Quote from: frank05330hey does anyone know of anywhere i could get matched fets for a phase 45? smallbear sell them but i dont think they come matched. and if i was to match the fets myself, how many should i order so that i have a fair chance of finding a good pair?
thanks

Hi Frank!
Why don't you trust in SmallBear promises? I think they're cool guys, at least for what I can read around the web (never ordered, I'm from Italy). Anyhow, when I made my Phase45 (one of my first diy effects) I just bought two unmatched BF245A, and they worked great, even if they were not exact equivalent with the original!

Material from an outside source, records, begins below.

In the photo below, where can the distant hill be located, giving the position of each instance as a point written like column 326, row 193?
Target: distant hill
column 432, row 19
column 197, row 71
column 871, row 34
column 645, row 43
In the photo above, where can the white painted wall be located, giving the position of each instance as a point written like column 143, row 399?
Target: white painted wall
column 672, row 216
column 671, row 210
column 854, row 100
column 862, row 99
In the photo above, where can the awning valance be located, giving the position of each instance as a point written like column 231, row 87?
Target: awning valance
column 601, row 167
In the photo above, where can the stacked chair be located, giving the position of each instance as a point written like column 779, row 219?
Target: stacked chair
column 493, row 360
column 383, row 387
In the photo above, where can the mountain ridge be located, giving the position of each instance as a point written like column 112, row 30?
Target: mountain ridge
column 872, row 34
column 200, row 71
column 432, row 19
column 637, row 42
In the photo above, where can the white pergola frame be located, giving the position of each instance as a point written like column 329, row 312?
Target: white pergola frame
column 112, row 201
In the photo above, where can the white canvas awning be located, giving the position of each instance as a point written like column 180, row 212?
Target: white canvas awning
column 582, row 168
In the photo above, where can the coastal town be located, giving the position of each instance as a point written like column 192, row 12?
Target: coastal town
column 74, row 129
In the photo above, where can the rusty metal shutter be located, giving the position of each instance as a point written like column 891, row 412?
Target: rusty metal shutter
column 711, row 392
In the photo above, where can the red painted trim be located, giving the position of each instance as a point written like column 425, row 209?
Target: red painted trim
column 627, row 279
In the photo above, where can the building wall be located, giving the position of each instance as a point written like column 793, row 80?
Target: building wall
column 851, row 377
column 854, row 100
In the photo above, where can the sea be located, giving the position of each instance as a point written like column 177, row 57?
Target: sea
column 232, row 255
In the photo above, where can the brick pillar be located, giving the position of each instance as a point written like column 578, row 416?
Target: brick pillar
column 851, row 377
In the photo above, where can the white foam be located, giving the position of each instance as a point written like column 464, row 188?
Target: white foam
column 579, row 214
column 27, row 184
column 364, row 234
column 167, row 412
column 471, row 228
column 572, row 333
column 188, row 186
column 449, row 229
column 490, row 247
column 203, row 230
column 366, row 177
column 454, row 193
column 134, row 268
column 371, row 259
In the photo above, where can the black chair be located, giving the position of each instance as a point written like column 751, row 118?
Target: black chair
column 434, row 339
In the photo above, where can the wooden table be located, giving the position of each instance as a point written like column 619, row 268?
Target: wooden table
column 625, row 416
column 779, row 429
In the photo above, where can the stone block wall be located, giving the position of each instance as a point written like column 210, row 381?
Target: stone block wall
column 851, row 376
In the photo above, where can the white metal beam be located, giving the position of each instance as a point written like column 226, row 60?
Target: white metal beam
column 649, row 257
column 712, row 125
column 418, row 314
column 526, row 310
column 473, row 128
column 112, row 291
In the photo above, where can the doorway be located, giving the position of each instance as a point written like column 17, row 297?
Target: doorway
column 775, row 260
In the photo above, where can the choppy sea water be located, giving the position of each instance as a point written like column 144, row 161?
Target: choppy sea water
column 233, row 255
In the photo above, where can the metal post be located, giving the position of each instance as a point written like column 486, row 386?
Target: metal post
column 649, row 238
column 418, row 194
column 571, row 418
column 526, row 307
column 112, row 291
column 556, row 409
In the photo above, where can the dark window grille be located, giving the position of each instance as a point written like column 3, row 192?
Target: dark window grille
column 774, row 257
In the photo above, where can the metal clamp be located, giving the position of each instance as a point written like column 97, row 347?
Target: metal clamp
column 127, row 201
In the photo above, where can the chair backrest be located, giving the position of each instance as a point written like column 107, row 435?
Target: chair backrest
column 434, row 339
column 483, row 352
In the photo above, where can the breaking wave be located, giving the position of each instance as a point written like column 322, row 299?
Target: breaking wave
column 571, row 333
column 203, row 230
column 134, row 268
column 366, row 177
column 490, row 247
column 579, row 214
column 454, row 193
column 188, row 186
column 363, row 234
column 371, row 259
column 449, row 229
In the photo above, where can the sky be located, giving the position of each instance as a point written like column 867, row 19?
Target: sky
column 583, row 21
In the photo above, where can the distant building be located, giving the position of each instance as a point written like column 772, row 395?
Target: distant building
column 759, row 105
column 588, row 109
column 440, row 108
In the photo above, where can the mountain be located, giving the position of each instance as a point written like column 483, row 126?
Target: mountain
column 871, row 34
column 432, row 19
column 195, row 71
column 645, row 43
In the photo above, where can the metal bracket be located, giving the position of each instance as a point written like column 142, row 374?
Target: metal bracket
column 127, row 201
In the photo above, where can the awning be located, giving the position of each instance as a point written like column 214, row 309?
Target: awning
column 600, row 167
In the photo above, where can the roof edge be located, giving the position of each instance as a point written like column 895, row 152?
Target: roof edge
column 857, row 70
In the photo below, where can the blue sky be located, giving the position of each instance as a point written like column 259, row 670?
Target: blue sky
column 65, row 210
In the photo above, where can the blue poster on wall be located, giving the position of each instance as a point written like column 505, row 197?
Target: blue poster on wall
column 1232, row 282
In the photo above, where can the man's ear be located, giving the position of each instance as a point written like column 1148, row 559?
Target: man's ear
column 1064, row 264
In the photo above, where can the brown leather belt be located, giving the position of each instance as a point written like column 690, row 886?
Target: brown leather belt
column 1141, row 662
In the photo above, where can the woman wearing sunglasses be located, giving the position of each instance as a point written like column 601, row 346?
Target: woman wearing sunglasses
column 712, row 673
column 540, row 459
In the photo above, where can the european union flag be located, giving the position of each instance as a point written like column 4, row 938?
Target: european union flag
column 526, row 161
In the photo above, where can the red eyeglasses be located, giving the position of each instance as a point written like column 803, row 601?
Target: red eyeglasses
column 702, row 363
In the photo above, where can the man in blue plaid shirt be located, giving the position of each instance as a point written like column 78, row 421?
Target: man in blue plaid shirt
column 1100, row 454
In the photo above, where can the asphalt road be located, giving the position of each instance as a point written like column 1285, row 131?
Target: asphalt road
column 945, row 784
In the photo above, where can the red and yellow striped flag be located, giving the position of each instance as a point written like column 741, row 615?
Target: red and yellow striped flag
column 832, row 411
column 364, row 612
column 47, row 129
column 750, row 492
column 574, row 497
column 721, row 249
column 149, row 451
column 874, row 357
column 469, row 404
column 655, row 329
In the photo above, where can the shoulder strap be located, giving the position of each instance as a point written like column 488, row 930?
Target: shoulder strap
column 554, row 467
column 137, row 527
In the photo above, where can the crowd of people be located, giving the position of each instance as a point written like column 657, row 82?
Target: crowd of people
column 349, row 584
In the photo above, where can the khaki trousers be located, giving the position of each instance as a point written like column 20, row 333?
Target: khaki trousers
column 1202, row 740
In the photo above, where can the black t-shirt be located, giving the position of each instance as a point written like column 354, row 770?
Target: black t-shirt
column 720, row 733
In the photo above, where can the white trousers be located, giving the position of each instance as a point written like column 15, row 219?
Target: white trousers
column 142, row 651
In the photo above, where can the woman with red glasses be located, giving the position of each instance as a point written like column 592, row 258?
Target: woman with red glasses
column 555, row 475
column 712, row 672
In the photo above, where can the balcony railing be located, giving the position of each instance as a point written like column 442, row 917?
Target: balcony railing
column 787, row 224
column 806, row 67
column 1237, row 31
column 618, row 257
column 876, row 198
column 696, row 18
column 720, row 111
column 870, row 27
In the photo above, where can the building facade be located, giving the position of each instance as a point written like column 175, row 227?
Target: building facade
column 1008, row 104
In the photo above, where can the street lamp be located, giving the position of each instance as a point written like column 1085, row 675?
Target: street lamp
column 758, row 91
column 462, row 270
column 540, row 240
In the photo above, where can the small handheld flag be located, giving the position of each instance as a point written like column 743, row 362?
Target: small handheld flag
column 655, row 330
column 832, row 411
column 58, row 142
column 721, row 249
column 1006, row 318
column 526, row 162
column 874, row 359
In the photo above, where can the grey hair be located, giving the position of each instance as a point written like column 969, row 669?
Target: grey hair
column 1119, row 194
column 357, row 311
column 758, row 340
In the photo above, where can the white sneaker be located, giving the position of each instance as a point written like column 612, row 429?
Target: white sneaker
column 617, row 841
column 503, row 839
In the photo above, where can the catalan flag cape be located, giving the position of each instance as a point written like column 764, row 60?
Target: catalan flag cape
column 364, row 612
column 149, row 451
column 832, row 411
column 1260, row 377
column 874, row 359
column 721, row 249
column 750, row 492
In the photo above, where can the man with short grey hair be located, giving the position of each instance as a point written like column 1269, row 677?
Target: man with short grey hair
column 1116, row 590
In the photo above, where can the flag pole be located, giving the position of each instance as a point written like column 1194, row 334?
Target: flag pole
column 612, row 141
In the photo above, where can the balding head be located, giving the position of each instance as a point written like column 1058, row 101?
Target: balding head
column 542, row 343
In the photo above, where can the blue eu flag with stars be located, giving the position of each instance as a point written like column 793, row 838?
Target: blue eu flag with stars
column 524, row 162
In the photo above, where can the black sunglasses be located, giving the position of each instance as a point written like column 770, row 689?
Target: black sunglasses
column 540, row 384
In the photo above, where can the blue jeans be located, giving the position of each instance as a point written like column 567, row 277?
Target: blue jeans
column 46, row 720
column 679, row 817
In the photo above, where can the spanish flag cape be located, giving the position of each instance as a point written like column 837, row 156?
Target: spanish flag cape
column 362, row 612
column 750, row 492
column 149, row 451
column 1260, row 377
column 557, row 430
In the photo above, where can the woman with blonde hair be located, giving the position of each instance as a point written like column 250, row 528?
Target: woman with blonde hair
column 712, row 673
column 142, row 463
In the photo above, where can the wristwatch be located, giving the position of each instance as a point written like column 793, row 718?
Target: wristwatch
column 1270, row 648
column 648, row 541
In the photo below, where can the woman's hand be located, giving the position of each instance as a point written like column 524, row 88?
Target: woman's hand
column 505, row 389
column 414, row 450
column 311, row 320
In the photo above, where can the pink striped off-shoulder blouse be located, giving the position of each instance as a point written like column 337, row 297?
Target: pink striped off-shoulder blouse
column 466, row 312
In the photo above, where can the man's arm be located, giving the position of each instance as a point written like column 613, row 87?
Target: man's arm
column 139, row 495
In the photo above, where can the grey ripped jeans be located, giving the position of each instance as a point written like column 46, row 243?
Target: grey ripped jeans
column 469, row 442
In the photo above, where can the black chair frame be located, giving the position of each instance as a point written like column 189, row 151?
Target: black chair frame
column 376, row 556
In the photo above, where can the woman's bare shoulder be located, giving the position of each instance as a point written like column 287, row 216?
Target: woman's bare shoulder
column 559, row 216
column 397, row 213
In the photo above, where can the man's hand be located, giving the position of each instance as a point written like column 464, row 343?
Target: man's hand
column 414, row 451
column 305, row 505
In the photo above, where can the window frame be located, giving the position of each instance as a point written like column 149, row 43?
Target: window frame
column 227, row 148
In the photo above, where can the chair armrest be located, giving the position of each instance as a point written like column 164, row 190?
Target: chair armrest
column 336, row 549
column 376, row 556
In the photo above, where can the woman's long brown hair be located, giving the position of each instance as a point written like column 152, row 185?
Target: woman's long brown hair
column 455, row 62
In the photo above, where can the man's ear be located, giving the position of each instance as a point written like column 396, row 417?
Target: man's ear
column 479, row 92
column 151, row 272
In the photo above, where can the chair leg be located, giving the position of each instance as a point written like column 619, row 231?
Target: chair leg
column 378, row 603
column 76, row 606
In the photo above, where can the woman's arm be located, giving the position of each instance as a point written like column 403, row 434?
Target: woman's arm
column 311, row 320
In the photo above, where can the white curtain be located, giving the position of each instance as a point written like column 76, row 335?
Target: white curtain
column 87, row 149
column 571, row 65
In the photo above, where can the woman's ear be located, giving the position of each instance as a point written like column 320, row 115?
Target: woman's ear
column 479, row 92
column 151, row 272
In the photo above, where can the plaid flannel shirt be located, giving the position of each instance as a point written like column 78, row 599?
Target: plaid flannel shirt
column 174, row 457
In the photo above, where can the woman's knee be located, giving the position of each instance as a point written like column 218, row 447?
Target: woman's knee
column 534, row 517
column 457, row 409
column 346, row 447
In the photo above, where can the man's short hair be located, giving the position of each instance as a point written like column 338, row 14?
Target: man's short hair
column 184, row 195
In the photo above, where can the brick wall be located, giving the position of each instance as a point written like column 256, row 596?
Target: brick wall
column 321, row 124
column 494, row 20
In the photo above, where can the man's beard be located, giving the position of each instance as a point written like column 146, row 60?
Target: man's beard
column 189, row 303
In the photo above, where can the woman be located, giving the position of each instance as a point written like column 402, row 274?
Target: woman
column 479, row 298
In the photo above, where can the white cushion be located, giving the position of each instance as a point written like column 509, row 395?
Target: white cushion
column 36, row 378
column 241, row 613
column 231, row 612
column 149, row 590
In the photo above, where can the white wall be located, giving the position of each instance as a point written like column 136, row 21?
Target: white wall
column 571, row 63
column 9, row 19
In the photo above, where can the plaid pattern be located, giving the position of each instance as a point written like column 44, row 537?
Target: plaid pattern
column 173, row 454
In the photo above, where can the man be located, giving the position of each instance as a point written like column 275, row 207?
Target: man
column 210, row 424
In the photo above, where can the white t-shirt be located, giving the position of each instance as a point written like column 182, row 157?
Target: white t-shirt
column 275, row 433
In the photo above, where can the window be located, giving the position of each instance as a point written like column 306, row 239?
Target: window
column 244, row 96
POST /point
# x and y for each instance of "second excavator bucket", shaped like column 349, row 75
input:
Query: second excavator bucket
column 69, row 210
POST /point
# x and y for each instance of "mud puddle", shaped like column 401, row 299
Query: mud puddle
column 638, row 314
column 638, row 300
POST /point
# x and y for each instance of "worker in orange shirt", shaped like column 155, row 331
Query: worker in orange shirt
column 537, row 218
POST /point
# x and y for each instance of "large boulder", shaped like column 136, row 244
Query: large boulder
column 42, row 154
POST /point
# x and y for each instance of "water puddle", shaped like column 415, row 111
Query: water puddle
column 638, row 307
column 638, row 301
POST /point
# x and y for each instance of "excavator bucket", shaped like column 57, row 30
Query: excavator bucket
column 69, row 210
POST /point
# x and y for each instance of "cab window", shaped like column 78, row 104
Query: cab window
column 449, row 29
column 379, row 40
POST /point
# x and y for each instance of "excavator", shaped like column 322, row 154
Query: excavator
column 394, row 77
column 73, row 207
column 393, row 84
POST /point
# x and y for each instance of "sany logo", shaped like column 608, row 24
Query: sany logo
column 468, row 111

Maybe I've been lucky, maybe it could have been sounding better with a pair of matched ones...but we're talking about modern stuff, not 30 years old germanium trannies, so you won't have to buy tons of them to find a pair of matched...I mean, ten could be too many!

Bye!
Fuzz
"...the day I tried to win, I wallowed in the blood and mud with all the other pigs..."

petemoore

Check out GEO for reads on how to get Jfet Phasers working.
Convention creates following, following creates convention.

Mark Hammer

The choice of FET itself will determine the amount of usable sweep.  If the FET can only vary its resistance when the gate voltage falls between values A and B, and the A-to-B range is only a small portion of, or only overlaps minimally with, the voltage swing range of the LFO, then there will be little sweep.  It's a bit like the asking how much you like the buddies you have on the job if your job consists of being the solitary night watchman and you come on shift 15 minutes before everyone else leaves and stick around for 15 minutes after they arrive in the morning.  Not much chance to mingle, eh?

The usable range of the 2N5952 is optimal for the Phase 45 and Phase 90.  Other FETs can sub as well, but from what I understand those may involve picking them from the range of possible values that specific FET model can fall within.  2N5952's tend to work pretty much out of the box, though matching may improve that.

The matching itself is intended to assure that all FETs continue their linear resistance change simultaneously.  Although the sweep continues through the entire cycle, should the FETs be poorly matched, one or more of them will throw its hands up and declare "That's it, mates.  I'm tapped.!", with the result being that there may not be as much *cumulative* phase shift in certain parts of the spectrum at the extremes of the sweep cycle as you might want.  Of course, the overall intensity of the effect will also depend on things like:
whether the dry and wet signal levels are perfectly matched at the mixing stage
whether you have any regeneration or not and how much
whether the instrument signal feeding the phaseshifter even HAS any frequency content to be notched at the extreme ends of the sweep cycle
how many stages you're working with

In the case of the P45, that last one is pretty central.  If you had 10 stages and one crapped out on you 80% of the way into an upward sweep, you'd still have a pretty intense phase shifting effect.  If 4 of 10 simply couldn't keep up (because of poor matching), then you'd be depriving yourself of maximum phasing possible from the design.  If you only have TWO phase shifting stages, as in the P45, the difference between the most and least phasing sound you can get is certainly affected by having one FET unable to keep up with the other, but on the other hand the effect is pretty subtle anyways, so you may not even notice it that much.